Knowing your Nearest Neignbors

k-NN — Getting to know your nearest neighbors


Photo Evolving Science

This article is part of a BAI series exploring 10 basic machine learning algorithms*

It’s early evening, sometime next year, along the High Line in NYC after a series of customer meetings. You stop at an outdoor wine bar for your first glass of wine and some nibbles. Seated with your drink, you begin wondering about your Nearest Neighbors...



You can’t resist pulling out your mobile phone to try out its new facial recognition technology. In near real-time the app identifies the people around you, their work history, their friends and common interests. Beyond the privacy concerns, what is k-NN, how does it work, what are its use scenarios in Data Science, and how has it facilitated innovations in facial recognition technologies?

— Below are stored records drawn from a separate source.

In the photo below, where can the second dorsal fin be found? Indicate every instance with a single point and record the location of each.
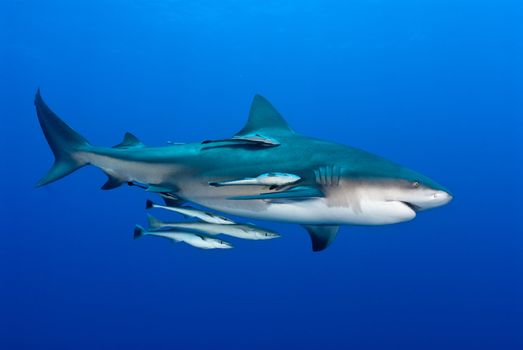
(129, 140)
(265, 118)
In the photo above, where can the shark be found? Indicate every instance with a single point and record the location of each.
(315, 183)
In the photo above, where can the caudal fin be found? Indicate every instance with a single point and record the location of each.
(63, 141)
(149, 204)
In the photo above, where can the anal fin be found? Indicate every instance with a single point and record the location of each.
(321, 235)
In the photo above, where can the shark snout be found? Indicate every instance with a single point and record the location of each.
(442, 197)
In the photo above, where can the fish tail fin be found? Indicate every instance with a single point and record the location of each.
(149, 204)
(139, 231)
(63, 141)
(154, 223)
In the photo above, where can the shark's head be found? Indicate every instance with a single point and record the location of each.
(385, 192)
(415, 190)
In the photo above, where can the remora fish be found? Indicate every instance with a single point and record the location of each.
(339, 184)
(239, 231)
(191, 238)
(269, 179)
(192, 212)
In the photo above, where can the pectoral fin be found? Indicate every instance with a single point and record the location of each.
(112, 183)
(321, 235)
(298, 192)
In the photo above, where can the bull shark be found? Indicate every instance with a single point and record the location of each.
(334, 184)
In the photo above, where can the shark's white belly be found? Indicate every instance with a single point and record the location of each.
(317, 211)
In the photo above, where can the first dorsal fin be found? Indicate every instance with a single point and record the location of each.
(264, 117)
(129, 140)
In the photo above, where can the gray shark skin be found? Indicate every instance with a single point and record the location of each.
(338, 184)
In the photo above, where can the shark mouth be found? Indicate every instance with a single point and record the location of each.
(412, 206)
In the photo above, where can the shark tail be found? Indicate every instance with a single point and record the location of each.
(154, 223)
(149, 204)
(63, 141)
(139, 231)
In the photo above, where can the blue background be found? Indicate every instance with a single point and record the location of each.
(434, 85)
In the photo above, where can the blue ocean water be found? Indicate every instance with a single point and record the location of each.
(434, 85)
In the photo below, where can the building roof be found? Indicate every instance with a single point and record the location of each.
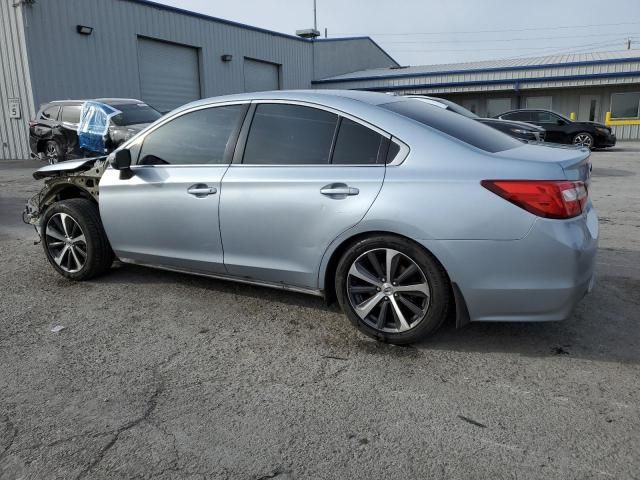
(550, 61)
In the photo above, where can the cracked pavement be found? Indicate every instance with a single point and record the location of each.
(162, 375)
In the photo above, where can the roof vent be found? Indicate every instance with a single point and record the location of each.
(308, 33)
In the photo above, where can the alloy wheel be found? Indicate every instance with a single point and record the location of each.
(583, 139)
(388, 290)
(51, 154)
(66, 242)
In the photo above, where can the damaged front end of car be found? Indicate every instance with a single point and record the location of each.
(64, 180)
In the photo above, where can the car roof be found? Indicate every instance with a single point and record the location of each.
(313, 96)
(108, 101)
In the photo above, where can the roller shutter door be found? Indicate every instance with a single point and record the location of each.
(169, 74)
(260, 76)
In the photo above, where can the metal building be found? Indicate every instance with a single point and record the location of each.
(584, 86)
(62, 49)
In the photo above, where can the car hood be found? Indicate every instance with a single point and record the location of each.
(70, 166)
(512, 123)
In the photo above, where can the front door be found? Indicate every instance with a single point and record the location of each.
(306, 175)
(589, 108)
(166, 213)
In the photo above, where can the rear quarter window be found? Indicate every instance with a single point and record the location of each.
(458, 126)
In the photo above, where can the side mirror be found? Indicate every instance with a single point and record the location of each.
(122, 160)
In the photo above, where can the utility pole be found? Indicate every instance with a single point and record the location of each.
(315, 16)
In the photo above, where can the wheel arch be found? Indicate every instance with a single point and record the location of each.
(326, 278)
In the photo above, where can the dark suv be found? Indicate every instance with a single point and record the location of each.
(562, 130)
(53, 135)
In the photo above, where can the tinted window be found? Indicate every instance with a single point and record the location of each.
(133, 113)
(465, 129)
(357, 144)
(544, 117)
(50, 113)
(195, 138)
(519, 116)
(290, 134)
(71, 113)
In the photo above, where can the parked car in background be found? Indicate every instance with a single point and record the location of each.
(522, 130)
(560, 129)
(53, 134)
(397, 208)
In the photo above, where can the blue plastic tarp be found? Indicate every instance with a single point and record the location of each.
(94, 126)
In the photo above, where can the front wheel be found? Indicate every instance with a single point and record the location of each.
(583, 139)
(392, 289)
(74, 240)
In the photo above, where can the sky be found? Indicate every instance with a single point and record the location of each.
(420, 32)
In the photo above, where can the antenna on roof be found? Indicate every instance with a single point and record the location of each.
(310, 33)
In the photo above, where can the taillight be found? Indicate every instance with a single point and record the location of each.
(545, 198)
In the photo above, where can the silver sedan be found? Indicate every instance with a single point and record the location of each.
(402, 211)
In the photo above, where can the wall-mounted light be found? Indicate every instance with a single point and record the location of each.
(84, 30)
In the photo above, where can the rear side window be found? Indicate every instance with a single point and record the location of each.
(357, 144)
(195, 138)
(465, 129)
(519, 116)
(283, 134)
(50, 113)
(71, 113)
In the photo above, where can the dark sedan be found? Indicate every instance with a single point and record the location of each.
(562, 130)
(53, 134)
(521, 130)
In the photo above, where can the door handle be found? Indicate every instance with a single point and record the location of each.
(201, 190)
(339, 190)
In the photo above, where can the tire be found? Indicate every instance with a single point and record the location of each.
(584, 139)
(53, 152)
(411, 265)
(74, 226)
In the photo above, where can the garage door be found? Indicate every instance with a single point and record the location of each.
(260, 76)
(169, 74)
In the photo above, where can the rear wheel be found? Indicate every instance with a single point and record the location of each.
(53, 152)
(392, 289)
(584, 139)
(74, 240)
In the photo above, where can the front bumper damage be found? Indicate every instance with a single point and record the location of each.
(63, 182)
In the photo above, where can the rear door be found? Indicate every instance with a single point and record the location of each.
(301, 176)
(166, 214)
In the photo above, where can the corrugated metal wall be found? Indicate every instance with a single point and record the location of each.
(65, 64)
(14, 83)
(338, 56)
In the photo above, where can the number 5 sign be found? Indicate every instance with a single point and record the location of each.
(14, 108)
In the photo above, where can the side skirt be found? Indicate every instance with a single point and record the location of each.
(221, 276)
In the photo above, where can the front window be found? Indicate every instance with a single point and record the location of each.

k-NN is a machine learning algorithm has been used widely since the nineteen seventies to analyze data in supervised learning environments. It’s popularity stems from its ease of use, and its clearly understandable results. The “k” in k-NN refers to the number of nearest neighbors used to classify or predict outcomes in a data set. The classification or prediction of each new observation is calculated in regard to a specified distance (i.e. Nearest Neighbor) based on weighted averages. k-NN analysis is a logical choice when there is little prior knowledge of the distribution of the observations in the data.

An example of k-NN classification — Adi Bronshtein

We use k-NN when we are given a labeled data set of training observations with the goal of capturing the relationship between each observation. This relationship of similarity is expressed as a distance metric between data points. The intervals between observations is measured as Euclidean, Manhattan, Chebyshev, Hamming distance or even Cosine Similarity. k-NN is a non-parametric algorithm in that it makes no explicit assumptions about the functional form of the relationship. It is also an example of instance-based learning in the sense that it focuses directly on the training instances rather than applying a specific data model.

The k-NN algorithm processes the entire data set rather than training a subset of the data. The number of nearest neighbors (k) is a hyperparameter than the Data Scientist picks in order to get the best possible fit for the data set. When the number k is small we are restraining the region of prediction and rendering the classifier less sensitive the overall distribution. For classification problems this could be the most common class value. For regression problems, this could be the mean output variable.

When would you use k-NN? The algorithm is deployed in concept search, where the data scientist is searching semantically for similar documents. Discovery is another use scenario, where the algorithm can be used to find all the e-mails, briefs, contracts, etc. relevant to given question. Recommendation systems often integrate k-NN for if you know that a customer likes a particular item, you can then recommend similar items to them. Finally, k-NN is often used as a benchmark for more complex classifiers such as Artificial Neural Networks (ANN) and Support Vector Machines (SVM).[1]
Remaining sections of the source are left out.